Jordie Hannum, Deputy Director of the Better World Campaign of the United Nations Foundation, gave a talk titled “The U.S. and U.N. in Difficult Times” at McKenna Auditorium at Claremont McKenna College Oct. 15. The talk was part of the Lunch and Conversation Series of the International Place of the Claremont Colleges.
Hannum spoke favorably of the United States’s involvement with the U.N. and addressed the arguments against such involvement. He said that constituents need to voice their opinions to their representatives in Congress, where opposition to the U.N. is growing.
“We’re coming out here to say that this very notion of international cooperation … is under attack,” Hannum said. “You need to speak up, because if you don’t speak up, there is a constituency out there that will keep cutting our U.N. dues and keep cutting our engagement with other bodies.”
Hannum argued that the U.S.’s membership in the U.N. is worth the financial cost. He said that the U.N.’s peacekeeping operations are effective in preventing war and stimulating the economies of foreign nations.
Hannum said that 5C students may not be aware of the debate over American participation in the U.N., but he urged them to get involved.
“There’s certainly a lot of support from college students for individual issues, but there isn’t as much support for the larger notion of working cooperatively,” Hannum said. “People don’t realize that [this notion] is under attack, and there really is a powerful movement that says that we don’t need to work through the World Bank or the IMF, that we can go at it alone.”

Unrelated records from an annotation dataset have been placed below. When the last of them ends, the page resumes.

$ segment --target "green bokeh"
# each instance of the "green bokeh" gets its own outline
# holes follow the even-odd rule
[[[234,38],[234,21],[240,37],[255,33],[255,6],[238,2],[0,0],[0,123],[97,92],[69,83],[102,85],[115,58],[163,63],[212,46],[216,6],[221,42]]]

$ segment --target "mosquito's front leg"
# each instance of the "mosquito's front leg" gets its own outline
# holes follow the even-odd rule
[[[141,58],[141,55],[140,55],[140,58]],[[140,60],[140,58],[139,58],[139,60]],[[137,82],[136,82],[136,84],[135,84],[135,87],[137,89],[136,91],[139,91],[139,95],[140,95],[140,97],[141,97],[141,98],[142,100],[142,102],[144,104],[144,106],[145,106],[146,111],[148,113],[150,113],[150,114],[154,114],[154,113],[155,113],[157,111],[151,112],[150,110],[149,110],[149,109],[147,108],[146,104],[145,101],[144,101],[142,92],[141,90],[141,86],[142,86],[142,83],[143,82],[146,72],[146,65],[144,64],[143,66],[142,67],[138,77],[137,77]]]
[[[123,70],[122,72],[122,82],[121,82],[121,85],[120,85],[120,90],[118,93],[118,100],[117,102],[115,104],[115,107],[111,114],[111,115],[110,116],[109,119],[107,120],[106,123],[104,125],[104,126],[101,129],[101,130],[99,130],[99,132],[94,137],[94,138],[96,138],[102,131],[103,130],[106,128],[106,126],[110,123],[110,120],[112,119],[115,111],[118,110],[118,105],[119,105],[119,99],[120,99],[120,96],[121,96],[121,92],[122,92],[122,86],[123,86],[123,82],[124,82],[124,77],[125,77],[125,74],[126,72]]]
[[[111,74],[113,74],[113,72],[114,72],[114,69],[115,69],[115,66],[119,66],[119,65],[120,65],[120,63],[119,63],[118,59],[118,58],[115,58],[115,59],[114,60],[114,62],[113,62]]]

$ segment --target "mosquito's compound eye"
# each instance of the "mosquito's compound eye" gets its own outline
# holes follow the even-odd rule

Stephanie Micham PO ’15, an intern at the Pomona Valley Chapter of the United Nations Association of the United States of America (UNA-USA), attended the luncheon. She said that she hopes students understand that they can have an impact at a congressional level by educating themselves and encouraging others to do the same.
“I think it’s important that students see that the U.N. is not just an international organization, but something that starts at a grassroots level,” Micham said. “It’s important that the students connect with their local UNA chapter and try to see how they can help, because you can affect the U.N. from the bottom up.”
The UNA-USA, many of whose members attended the luncheon, is a nonprofit organization that advocates the U.S.’s continued membership in the U.N. The UNA-USA’s Global Classrooms program supports Model United Nations programs similar to those at Pomona College and CMC.
Daniel Shane CM ’13, the president of CMC’s Model United Nations team, suggested that 5C students are ambivalent about the U.N.
“On the whole, students recognize that the U.N. is a good thing, but at the same time, there might be that cynical edge as well, that it doesn’t provide a lot of tangible solutions to the hardest issues,” he said.
Shane said he thinks that the U.N. is an important organization.
“There’s so much good that the U.N. does,” he said. “It promotes cooperation and the fact that we’re all in this together promoting a better tomorrow.”